A new node (XEN guest node with SL4-x86_64 and gLite 3.1) was setup in April to take over this task but the migration of the local users/queues was postponed till July. The node has already processed tens of thousands jobs.

With this migration we finally achieved the milestone where ALL our Grid nodes are controlled by our Quattor installation.

Wednesday, July 15, 2009

Semaphore limits...

Living in a world of powerful Worker Nodes with many cores per node and many GBs of RAM i thought that running "big" jobs won't be a problem.

A strange call reached our helpdesk where a user was able to submit jobs to multiple 2-core WNs but was but was unable to submit a job to a single x-core node (where x > 6). After some debugging the errors that the job was getting was due to a semaphores limit.

In specific the job needed many semaphore arrays (21 per core) where only 128 were available (on our SL4 WNs) and the following error kept appearing:
p4_error: semget failed for setnum: 0

The solution came via sysctl where one can set these limits via the kernel.sem parameter:
# sysctl kernel.sem
kernel.sem = 250 32000 32 128

The limit we were hitting is the last number which is the SEMMNI (how many semaphore arrays can be allocated). Using the following command we were able to adjust this. The magic number we choosed was "512":
#/sbin/sysctl -w kernel.sem="250 32000 32 512"

Tuesday, July 7, 2009

Migrating to gmail...

It's been long time since my last post... This post is about a migration i'm trying for my mailbox as lately i'm experiencing some issues with my primary mail account...

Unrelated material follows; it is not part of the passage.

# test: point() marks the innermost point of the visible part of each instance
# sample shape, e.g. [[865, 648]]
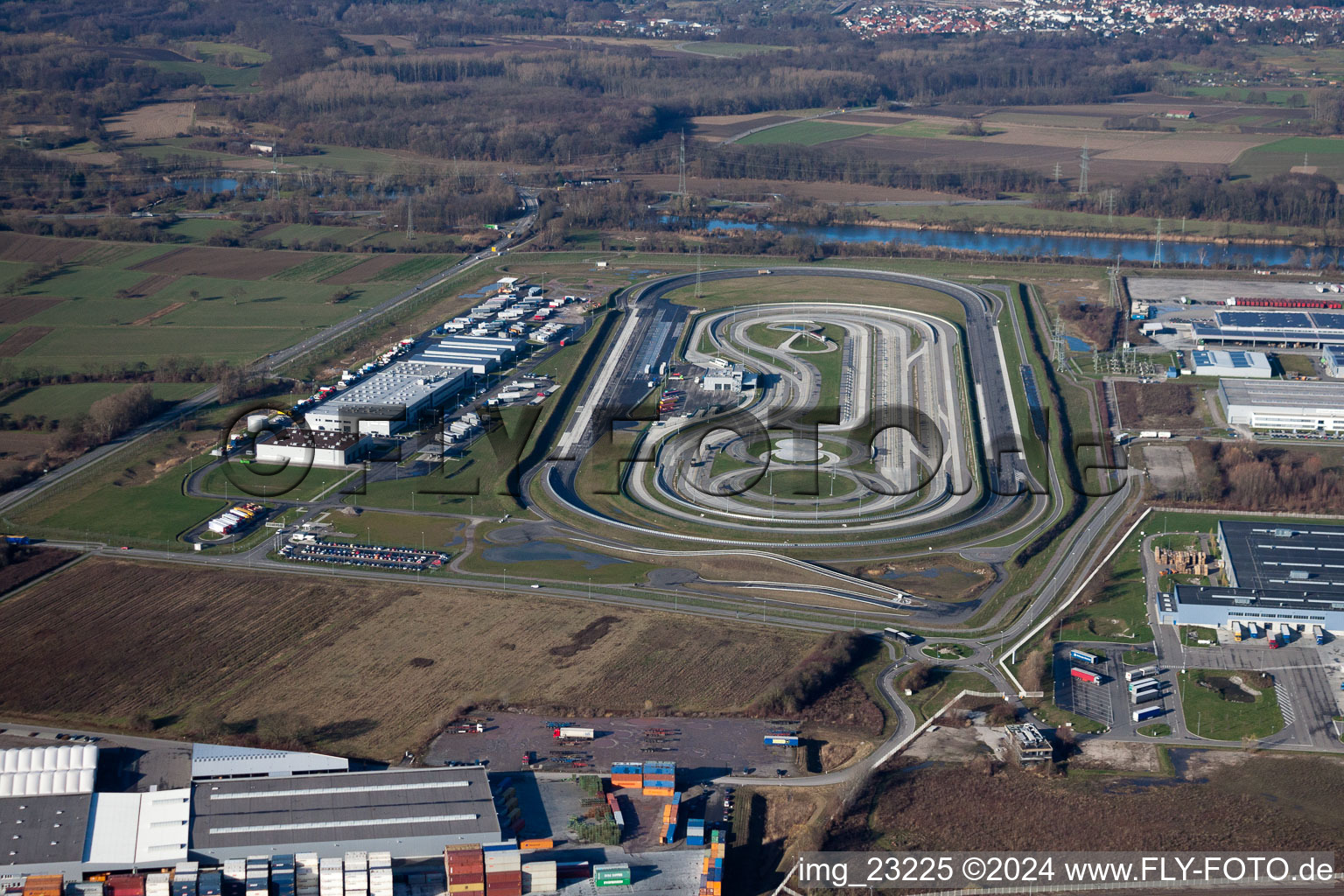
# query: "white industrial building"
[[1284, 404], [391, 399], [1225, 363], [313, 448], [220, 760], [1332, 358], [480, 354]]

It's a strange situation because although my mailbox was migrated to another imap server, which clearly puts the blame at the server, i was not the only one who was migrated but i was the only one that experienced issues. (Using same OS and imap client software).

At the beginning the issue was due to the postfix's default max connections per IP given that Mail.app at os X opens many connections in parallel.

After raising this limit things were better but again it wasn't as it was.... So i though why not outsourcing the imap server work at Google? This is something that a colleague is already doing. I didn't want to migrate all my mails at gmail at once thus i just added the following to procmailrc at my account at our mailbox in order to copy all messages to my gmail account:
:0c:
! myemail@gmail.com

That did the trick and i soon realized how world would be without mail filters...
I started to add filters and "labels" (i really loved gmail labels! MUCH MUCH better than imap folders) and i realized that there is no way to filter my mails using non-standard headers (i did hard work on my imap client to find the best "custom" mail header to categorize my email sources and now this is unusable :( ).

Anyway the feeling after 2 days using gmail in comparison to my primary email is that gmail is much much faster but the spam filtering is not as "educated" as the one i was used to. Of course as the anti-SPAM software runs before procmail i can rely on both Google's and my previous mail provider anti-SPAM assertions.

Another very interesting comment that i have about gmail is that it can find which mails have arrived more than once for my email account (i.e. when i get a reply from a mailing list and the sender is using both my email and mailing list as recipients) and gives me only one of them. I thought that i was losing mails at first but actually all the information is preserved as the gmail recognizes both sources and if i have a filter that adds a label to each source the the mail will have all the labels.